L’épineux dossier de la gestion stratégique de l’eau arrive sur les bancs du Parlement. Le groupe thématique parlementaire chargé de l’évaluation des politiques publiques, qui a étudié la stratégie nationale de l’eau 2009-2020, présente son rapport mardi 9 février en séance plénière de la Chambre des conseillers. Du côté de l’Exécutif, le dossier concerne quatre ministères : l’Intérieur, l’Agriculture, l’Équipement et l’Énergie.
Le rapport prend des allures d’admonestation pour le bilan présenté par les deux gouvernements successifs, qui n’ont pas su mener à bien les objectifs de la stratégie nationale de la gestion de l’eau. Et pour cause, le rapport constate plusieurs retards au niveau de la mobilisation de l’eau, de la construction des barrages ou encore du transfert des ressources hydriques des zones excédentaires vers les régions qui en ont le plus besoin. Le rapport alerte également sur le manque de mobilisation des ressources financières pour la réussite des différents projets qu’englobe la stratégie nationale de l’eau.
Des conclusions accablantes
Présidé par Rahhal El Mekkaoui, président de la Commission des finances et du développement économique et membre du groupe parlementaire de l’Istiqlal, le travail mené par le groupe d’évaluation se démarque par son approche : trois ministres, le directeur général de l’Office national de l’eau et de l’électricité (ONEE) et les directeurs des agences des bassins ont ainsi été auditionnés. Seul Aziz Rebbah, ministre de l’Énergie, a manqué à l’appel, considérant qu’il n’avait pas de rapport avec le sujet traité, bien que l’environnement relève de son ministère.
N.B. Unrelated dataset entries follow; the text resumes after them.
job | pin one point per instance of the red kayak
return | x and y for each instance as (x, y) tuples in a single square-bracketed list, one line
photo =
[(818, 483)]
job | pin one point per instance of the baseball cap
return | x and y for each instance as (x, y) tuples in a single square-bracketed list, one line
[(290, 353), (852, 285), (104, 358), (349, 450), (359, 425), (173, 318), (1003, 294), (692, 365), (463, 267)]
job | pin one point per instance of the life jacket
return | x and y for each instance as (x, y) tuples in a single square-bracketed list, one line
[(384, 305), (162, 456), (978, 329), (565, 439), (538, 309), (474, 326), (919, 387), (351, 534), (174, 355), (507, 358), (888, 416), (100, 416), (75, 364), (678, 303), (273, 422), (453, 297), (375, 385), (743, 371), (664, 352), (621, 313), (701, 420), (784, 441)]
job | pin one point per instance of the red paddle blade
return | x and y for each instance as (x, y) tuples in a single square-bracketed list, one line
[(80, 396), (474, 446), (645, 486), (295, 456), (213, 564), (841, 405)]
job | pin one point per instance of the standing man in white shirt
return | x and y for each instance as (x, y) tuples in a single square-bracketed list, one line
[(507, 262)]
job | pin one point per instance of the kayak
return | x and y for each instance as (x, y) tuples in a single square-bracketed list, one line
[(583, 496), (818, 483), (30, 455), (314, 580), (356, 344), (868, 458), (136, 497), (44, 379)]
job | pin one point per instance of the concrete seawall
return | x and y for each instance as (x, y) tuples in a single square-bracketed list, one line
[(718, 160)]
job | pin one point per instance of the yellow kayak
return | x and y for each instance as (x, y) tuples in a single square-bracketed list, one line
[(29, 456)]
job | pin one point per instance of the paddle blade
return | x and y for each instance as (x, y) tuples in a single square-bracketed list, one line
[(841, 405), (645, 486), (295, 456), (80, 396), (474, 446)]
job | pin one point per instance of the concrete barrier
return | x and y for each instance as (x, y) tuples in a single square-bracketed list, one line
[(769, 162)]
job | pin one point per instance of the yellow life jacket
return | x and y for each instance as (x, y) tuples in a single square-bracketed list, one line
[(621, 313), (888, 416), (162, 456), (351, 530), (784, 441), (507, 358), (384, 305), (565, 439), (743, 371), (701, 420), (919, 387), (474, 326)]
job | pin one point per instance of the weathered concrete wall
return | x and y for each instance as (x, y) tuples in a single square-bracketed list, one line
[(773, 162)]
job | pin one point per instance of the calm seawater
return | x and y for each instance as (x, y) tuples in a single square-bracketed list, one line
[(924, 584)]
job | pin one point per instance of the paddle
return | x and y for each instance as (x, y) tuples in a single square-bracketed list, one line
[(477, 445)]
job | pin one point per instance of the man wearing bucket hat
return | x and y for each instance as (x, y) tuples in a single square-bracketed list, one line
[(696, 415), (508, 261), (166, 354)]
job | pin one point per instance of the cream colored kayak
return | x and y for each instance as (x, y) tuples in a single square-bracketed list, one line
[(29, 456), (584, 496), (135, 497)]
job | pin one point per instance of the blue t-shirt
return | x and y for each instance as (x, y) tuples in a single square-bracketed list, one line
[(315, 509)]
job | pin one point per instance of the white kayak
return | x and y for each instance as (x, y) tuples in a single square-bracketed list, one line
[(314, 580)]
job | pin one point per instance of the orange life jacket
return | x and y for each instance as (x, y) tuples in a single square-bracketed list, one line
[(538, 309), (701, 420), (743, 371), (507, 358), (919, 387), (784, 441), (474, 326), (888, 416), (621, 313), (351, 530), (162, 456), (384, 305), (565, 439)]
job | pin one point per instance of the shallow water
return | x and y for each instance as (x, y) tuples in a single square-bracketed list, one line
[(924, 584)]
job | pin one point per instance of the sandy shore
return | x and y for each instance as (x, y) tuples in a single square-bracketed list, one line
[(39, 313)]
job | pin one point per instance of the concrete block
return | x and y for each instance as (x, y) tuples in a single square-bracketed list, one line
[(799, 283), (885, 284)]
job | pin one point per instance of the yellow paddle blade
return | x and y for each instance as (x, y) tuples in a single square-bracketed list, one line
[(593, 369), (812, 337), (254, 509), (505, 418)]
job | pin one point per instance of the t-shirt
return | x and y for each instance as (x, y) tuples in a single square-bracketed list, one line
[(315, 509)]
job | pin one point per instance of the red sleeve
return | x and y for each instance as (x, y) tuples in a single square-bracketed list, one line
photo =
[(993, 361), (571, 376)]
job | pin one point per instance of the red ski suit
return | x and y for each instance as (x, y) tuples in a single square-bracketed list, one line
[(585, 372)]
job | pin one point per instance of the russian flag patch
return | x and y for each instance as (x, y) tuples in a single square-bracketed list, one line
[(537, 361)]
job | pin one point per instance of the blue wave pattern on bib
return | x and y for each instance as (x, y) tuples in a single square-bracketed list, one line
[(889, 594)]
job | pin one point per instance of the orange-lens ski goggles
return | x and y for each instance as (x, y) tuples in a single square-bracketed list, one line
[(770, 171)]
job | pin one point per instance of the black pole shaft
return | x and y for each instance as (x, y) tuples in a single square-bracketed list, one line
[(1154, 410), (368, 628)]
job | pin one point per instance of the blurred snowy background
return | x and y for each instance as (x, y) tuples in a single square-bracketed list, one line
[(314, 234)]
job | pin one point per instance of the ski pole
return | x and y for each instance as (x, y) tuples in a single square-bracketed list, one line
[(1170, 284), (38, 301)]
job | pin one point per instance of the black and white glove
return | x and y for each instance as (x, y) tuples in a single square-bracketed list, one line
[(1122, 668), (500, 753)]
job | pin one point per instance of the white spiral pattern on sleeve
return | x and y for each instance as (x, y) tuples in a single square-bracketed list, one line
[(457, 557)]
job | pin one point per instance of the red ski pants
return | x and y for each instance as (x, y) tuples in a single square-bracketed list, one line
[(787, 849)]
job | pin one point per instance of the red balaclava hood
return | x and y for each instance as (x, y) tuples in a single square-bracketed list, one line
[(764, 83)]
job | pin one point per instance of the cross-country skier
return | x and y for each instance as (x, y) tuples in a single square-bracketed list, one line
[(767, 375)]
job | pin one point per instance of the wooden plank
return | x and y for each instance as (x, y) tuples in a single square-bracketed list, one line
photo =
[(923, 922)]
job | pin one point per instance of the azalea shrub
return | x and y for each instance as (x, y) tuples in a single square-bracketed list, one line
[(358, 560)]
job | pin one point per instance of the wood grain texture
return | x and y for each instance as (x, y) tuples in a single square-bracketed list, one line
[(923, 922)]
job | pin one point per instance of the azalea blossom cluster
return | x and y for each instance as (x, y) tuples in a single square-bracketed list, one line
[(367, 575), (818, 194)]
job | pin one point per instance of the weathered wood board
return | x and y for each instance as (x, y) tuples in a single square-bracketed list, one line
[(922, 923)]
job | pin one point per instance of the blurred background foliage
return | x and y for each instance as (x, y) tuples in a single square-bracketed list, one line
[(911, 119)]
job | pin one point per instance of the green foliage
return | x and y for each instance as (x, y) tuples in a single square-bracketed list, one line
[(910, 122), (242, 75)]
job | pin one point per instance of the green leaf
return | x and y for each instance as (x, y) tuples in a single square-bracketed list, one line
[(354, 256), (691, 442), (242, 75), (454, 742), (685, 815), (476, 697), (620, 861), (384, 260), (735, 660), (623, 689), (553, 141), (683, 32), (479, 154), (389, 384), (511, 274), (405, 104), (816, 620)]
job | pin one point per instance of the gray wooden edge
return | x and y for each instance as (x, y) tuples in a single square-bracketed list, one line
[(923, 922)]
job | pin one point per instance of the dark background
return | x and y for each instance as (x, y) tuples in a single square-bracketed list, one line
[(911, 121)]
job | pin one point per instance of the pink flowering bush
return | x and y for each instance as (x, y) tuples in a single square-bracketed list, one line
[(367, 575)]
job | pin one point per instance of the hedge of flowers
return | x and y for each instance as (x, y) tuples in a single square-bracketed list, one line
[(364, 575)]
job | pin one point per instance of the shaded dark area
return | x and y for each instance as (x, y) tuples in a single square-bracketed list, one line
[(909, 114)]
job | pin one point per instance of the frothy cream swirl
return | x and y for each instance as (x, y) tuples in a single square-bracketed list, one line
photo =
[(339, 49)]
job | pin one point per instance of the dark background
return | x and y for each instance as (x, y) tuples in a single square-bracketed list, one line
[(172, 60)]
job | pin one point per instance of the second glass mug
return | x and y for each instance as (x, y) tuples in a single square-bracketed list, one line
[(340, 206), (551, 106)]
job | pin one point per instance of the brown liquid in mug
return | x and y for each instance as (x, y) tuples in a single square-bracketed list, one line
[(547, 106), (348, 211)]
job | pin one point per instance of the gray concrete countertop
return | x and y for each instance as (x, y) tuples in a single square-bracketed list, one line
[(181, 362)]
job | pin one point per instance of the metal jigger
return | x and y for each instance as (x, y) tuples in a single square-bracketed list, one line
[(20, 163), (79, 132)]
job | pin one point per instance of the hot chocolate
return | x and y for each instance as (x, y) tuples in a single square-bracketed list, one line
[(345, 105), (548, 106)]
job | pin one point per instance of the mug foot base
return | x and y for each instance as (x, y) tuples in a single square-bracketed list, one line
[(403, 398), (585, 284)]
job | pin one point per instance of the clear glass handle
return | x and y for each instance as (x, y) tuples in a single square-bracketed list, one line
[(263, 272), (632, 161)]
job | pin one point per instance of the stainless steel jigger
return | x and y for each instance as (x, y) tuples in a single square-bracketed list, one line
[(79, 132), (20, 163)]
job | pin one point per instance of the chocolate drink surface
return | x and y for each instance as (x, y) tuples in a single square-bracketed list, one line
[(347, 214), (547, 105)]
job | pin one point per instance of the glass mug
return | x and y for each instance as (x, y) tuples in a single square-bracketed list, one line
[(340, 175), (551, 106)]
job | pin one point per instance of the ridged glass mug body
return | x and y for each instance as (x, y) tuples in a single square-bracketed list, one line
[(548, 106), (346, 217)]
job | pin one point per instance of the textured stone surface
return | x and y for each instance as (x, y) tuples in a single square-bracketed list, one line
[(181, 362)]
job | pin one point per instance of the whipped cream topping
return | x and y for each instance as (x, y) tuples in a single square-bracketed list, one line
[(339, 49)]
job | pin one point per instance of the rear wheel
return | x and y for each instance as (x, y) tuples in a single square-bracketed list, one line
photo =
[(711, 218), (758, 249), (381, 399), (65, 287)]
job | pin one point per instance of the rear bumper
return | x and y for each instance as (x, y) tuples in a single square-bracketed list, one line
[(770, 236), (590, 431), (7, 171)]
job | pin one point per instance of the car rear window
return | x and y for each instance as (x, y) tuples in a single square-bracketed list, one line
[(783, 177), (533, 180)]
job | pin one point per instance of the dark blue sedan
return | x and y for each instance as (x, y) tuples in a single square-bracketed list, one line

“Il est clair que l’activation de cette stratégie a été gravement perturbée en termes de temps”
Les conclusions du rapport n’en sont pas moins accablantes pour les gouvernements qui se sont succédé cette dernière décennie. “Dix ans après la présentation de la stratégie nationale de l’eau devant le roi, il est clair que l’activation de cette stratégie a été gravement perturbée en termes de temps”, peut-on lire dans les conclusions du rapport. Un retard qui a nécessité l’intervention royale en 2019, qui a permis de mettre en place un programme d’urgence intégrant l’accélération des opérations de dessalement et de la cadence de construction des grands barrages. “La mise en place du plan national de l’eau n’a pas permis d’atteindre les objectifs fixés et n’offre pas de données tangibles pour son évaluation”, ajoute le rapport.
Face au constat du retard accumulé en termes de gestion de l’eau, le rapport parlementaire avance plusieurs recommandations. Le groupe de travail parlementaire propose que le gouvernement veille à garantir la convergence entre les différents acteurs concernés par la question de la gestion de l’eau. En effet, le rapport souligne un manque de coordination flagrant entre les ministères en charge de ce dossier et met le doigt sur “l’absence d’une vision claire de la gestion du secteur de l’eau avec des données et des indicateurs précis”.
Faire face à la pollution
Dans le but de favoriser le développement des cultures, le groupe de travail préconise l’intégration des barrages à construire dans les projets agricoles. Il insiste également sur l’adoption d’une stratégie politique qui vise à diversifier les ressources en eau, à travers l’innovation dans de nouvelles méthodes de mobilisation de l’eau notamment, pour faire face au défi du stress hydrique qui menace le royaume à l’avenir.
Le rapport recommande de limiter les cultures qui consomment une grande quantité d’eau pour se tourner vers des plantations plus adaptées au changement climatique
En ce qui concerne la nature des projets agricoles mis en place, le rapport recommande de limiter les cultures qui consomment une grande quantité d’eau pour se tourner vers des plantations plus adaptées au changement climatique et à la disponibilité des ressources des nappes phréatiques. Il y est également question de la sensibilisation pour favoriser une prise de conscience des populations de l’importance de la rationalisation dans l’économie de l’eau. Le rapport évoque aussi la nécessité de poursuivre la construction des barrages pour mieux canaliser l’eau des pluies et des inondations et recharger les réserves des nappes phréatiques.
La question de la pollution des eaux n’est pas en reste. Le groupe parlementaire alerte notamment sur les dangers pour la pollution des nappes phréatiques que représentent les mésusages de produits chimiques dans le domaine de l’agriculture. Le rapport évoque également la possibilité de “contraindre les unités industrielles et touristiques à traiter leurs eaux usées conformément à la réglementation avant de les rejeter dans les cours d’eau”. Il insiste aussi sur la réutilisation des eaux usées dans les activités agricoles, notamment à travers l’irrigation ou l’alimentation des nappes phréatiques. Par ailleurs, le gouvernement est appelé à la réalisation de réseaux d’assainissement dans les communes rurales pour éviter la pollution des eaux souterraines.